Social networking and e-commerce sites are often designed to help users who are having trouble logging in -- for example, by indicating whether an account exists, but the password is wrong, or whether no such account exists, said Grossman, an expert on Web security. Attackers can use automated tools to "brute force" those features, gaining access to the accounts. Security features that limit logins from a specific IP address or use CAPTCHA-style challenge and response technology to prevent automated attacks aren't effective at stopping these attacks, Grossman said. Data from WhiteHat suggests that around 16% of all sites are vulnerable to that type of brute force attack.

"There's really no effective way to rate-limit logins," Grossman said. And social networking sites are caught between competing desires: securing account access and providing a quality user experience for customers who may have innocently forgot their password. "You can't have your cake and eat it, too," Grossman said.

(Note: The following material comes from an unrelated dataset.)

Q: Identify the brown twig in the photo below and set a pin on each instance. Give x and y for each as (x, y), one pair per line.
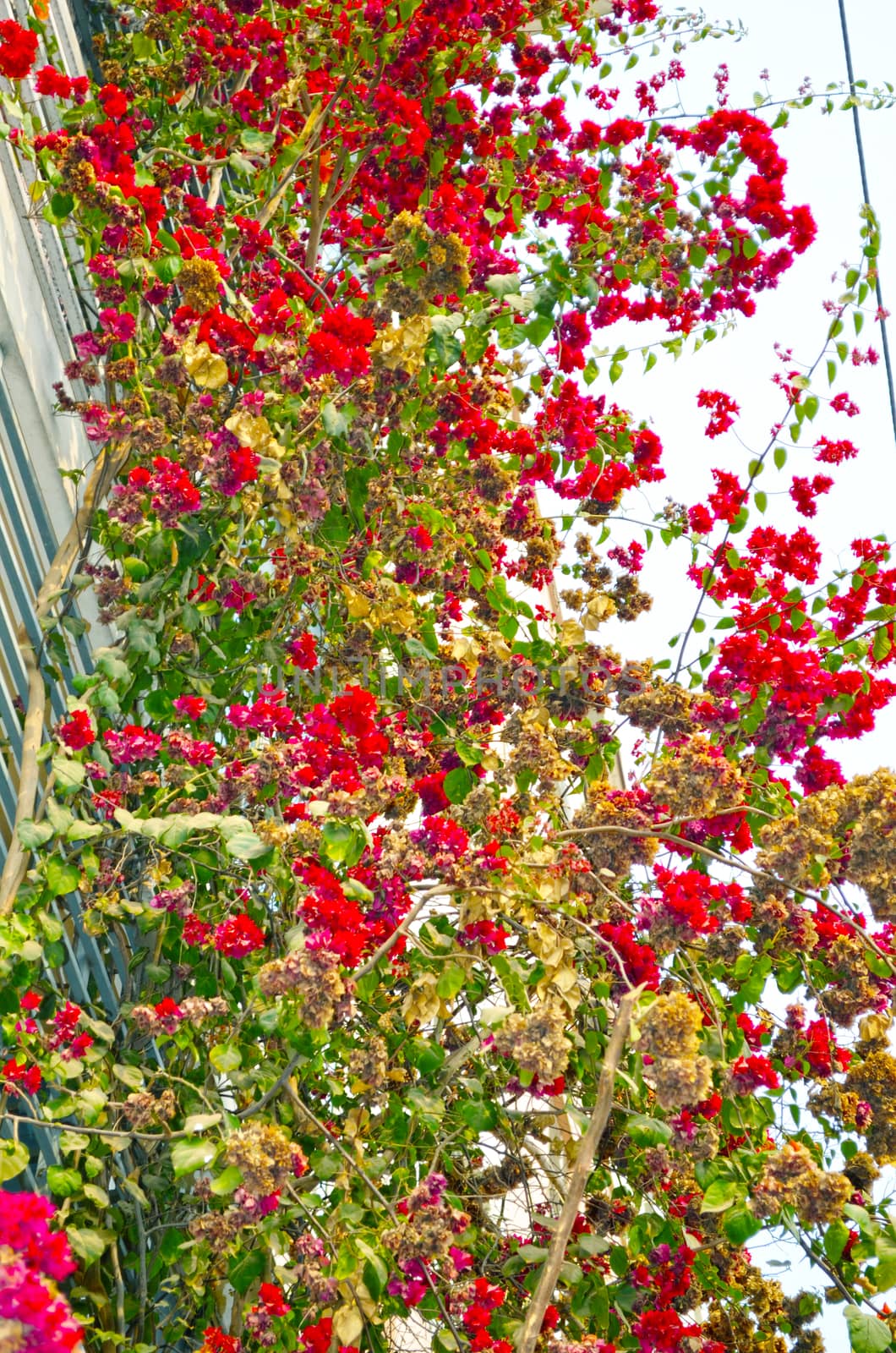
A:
(106, 470)
(531, 1329)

Still, he acknowledged that the practice isn't without risks. Clever (and even not-so-clever) attackers could use knowledge of the link between the executives' e-mail accounts and the online service to assemble a profile of an executive, then craft a convincing phishing attack containing a malicious attachment. Attackers could also use the web sites' password recovery features and knowledge gleaned from publicly accessible sources to gain access to- and control of the executives' accounts. Things being as they are that same e-mail and password combination might provide access to other web sites and corporate resources, as well.

The problem is magnified by cloud services such as Apple's iCloud and Amazon.com's Amazon Web Services (AWS). In just the most recent example of this, an on Wired.com by writer Matt Honan described how malicious hackers were able to use knowledge of his e-mail address and some social engineering to take over that account and, then, use connected services to remotely erase both his computer hard drive and mobile phone. Knowing that high value targets like Microsoft CEO Steve Ballmer and Apple CEO Tim Cook use DropBox and what their account ID is, puts attackers just a couple of challenge-response questions away from taking over their account. That doesn't mean that those accounts hold any sensitive corporate documents, Grossman noted. But most malicious hackers or sophisticated attackers would at least have a go at hacking them in the off chance that the CEOs got sloppy, storing a document with high impact, he said.